Family is clearly central to these newly minted activists. Low had to cut a conversation with a reporter short the other afternoon because the kids - that is her kids, not her students - were waiting for her to order pizza.
Martin arranged to meet to discuss the Lucerne right after she parked her stroller. From her home on 79th St. she walks, or wheels, one of her daughters every day to the playground at PS 87 on 77th St., right past the fitness club started on the Upper West Side 20 years ago by Heather Gunn-Rivera, a co-founder with Low of Upper West Side Open Hearts.
Gunn-Rivera’s daughters went to PS 87, too, and the younger still does. Yet Martin and Gunn-Rivera have never met.

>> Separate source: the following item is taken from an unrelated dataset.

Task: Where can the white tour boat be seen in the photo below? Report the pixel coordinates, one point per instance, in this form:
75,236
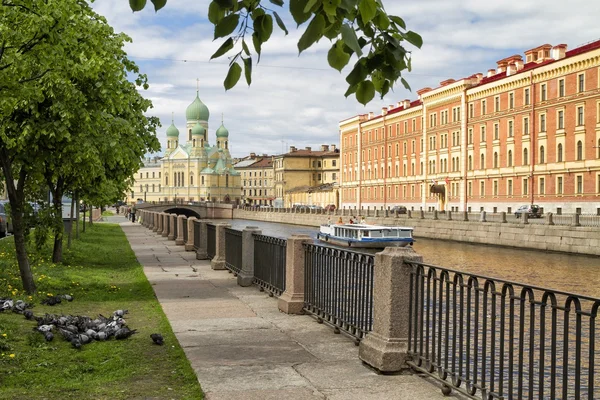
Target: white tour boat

Indeed, this story really begins, as do so many tales of political uprising and division, on Facebook. It was over the summer that Alison Morpurgo, who lives on West 71st St. and is managing director for cross-border legal at UBS Financial Services, says she noticed a marked deterioration.
“It wasn’t just more people sleeping on the street,” she recalled, “it wasn’t just the garbage accumulating. It was starting to feel insane. I was being approached more than I ever had on the street. It was just getting to be much more concerning about safety. I saw a guy carrying a knife. It was coming to the point you couldn’t just ignore it.”
A friend invited her to join a group on Facebook. “There were maybe 100 members,” she said. But the combination of concerns quickly drove membership in what came to be known as Upper West Siders for Safer Streets, which now has 15,000 members.
It wasn’t exactly the Arab Spring. But people who had never met in the neighborhood found common cause through the Facebook group. Morpurgo met Martin and the other founders of West Side Community Organization online. “We realized we could sit here on Facebook, or we could do something,” she said.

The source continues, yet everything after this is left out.